重伞灵芝线粒体基因组在灵芝种间鉴定中的应用

线粒体是“动力工厂”,能够进行氧化代谢实现能量的转化,参与三羧酸循环形成ATP。随着分子生物学和生物信息学技术的发展,担子菌灵芝属中已有几种灵芝的线粒体基因组被相继报道,但尚未有对重伞灵芝线粒体基因组的报道。本研究通过对重伞灵芝YX线粒体基因组进行组装注释,比较分析了与其他灵芝属物种的差异,根据差异序列构建分子标记对重伞灵芝菌株快速鉴定。结果显示重伞灵芝线粒体基因组大小为67 340bp的闭合环形结构,含有15个普通蛋白编码基因,28个tRNA基因,以及rRNA的大小亚基基因。共5个基因含有12个内含子,主要为IB型,部分为ID型,包含LAGLIDADG_1 superfamily、GIY-YIG_Cterm superfamily保守结构域。根据重伞灵芝线粒体cox2基因设计的特异性引物扩增结果显示：4株重伞灵芝的cox2基因片段均可准确扩增,且扩增不出其他灵芝物种的cox2基因片段。基于各灵芝菌株线粒体cox2基因序列构建系统进化树,可以将4株重伞灵芝归在同一分支上,并且同源性为98%,与ITS鉴定结果一致。可见,基于线粒体基因cox2特异性引物可以快速地对重伞灵芝进行鉴定,且只需通过观察扩增条带的有无,无需测序,省时省力。
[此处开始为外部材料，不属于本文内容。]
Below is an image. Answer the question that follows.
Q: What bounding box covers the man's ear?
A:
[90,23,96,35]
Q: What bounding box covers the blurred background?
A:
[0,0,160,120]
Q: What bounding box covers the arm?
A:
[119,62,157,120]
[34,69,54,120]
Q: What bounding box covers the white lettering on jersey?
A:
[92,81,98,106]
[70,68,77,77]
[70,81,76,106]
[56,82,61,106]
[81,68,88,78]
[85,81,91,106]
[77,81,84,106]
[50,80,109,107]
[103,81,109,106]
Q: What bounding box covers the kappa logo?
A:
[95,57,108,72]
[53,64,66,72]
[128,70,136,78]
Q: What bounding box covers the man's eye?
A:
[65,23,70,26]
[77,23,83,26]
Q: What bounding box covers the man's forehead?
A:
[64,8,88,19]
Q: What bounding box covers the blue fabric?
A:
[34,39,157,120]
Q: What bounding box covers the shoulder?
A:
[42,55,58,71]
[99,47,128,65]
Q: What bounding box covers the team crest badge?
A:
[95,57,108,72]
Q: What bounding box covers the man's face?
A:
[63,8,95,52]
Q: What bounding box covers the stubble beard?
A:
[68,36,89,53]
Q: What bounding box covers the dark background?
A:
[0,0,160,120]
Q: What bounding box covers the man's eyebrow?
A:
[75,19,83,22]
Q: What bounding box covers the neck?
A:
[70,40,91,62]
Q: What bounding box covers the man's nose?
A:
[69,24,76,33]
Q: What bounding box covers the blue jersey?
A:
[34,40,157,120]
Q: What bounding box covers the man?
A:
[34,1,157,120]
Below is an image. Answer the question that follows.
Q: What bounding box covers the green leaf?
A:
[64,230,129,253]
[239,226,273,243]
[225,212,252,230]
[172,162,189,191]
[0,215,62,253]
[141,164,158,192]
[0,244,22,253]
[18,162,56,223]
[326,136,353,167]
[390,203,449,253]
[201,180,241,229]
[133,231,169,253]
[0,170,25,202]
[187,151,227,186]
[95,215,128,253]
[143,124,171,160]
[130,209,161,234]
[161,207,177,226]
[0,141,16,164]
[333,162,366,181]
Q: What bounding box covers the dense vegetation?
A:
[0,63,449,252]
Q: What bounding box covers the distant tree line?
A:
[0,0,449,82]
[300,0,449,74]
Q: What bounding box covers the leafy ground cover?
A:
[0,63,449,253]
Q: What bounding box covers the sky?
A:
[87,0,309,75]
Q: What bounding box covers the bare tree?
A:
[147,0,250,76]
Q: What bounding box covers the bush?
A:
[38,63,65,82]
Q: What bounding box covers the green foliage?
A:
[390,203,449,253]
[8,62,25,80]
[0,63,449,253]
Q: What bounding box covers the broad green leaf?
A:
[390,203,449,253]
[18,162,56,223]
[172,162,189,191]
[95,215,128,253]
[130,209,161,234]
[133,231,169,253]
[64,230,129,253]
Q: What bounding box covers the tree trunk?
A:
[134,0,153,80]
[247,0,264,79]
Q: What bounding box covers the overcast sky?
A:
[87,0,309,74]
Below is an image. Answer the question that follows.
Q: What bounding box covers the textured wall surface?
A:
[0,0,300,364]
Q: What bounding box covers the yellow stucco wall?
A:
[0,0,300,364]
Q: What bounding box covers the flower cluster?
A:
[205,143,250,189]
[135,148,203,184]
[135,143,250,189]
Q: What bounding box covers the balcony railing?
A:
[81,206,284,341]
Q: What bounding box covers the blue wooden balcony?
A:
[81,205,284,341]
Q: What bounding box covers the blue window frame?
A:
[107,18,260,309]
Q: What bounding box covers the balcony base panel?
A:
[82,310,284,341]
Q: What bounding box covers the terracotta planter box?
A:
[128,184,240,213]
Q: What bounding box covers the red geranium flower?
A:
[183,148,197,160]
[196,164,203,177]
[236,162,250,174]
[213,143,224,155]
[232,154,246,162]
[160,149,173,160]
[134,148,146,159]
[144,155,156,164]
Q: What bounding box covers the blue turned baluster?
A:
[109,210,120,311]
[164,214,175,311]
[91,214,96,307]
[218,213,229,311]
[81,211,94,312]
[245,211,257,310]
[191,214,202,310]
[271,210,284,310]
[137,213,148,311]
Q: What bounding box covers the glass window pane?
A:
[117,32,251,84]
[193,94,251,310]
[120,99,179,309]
Application of the Ganoderma multipileum mitogenome to identification of Ganoderma species

Mitochondria are "power plants" of the cell that are capable of oxidative metabolism for energy conversion, participating in the tricarboxylic acid cycle to form ATP. With the development of molecular biology and bioinformatics technology, several mitochondrial genomes of Ganoderma species have been reported recently. However, there has been no report on the mitochondrial genome of G. multipileum. In this study, the mitochondrial genome of G. multipileum YX was assembled and annotated, and the differences between the mitogenome and that of other Ganoderma species were compared and analyzed. According to differential sequences, the molecular markers were constructed. It is indicated that the mitogenome of G. multipileum has a closed loop structure of 67 340 bp, containing 15 common protein coding genes, 28 tRNA genes, and subunit gene of rRNA. There are five genes in total, containing 12 introns which are of mainly IB type and partly ID type and including LAGLIDADG1 superfamily, and GIY-YIGCterm superfamily conserved domain. According to the specific primers designed by the mitochondrial cox2 gene of G. multipileum, the cox2 gene fragments of four G. multipileum strains can be accurately amplified while the cox2 gene fragments of other Ganoderma species cannot be amplified. Based on the systematic evolutionary tree constructed by mitochondrial cox2 gene sequences of G. multipileum strains, four strains of G. multipileum can be classified into the same branch, with homology of 98%, being consistent with the ITS identification results. The result proves that G. multipileum can be quickly identified by mitochondrial gene-based cox2-specific primer, and we only need to observe the presence or absence of the amplified band without sequencing.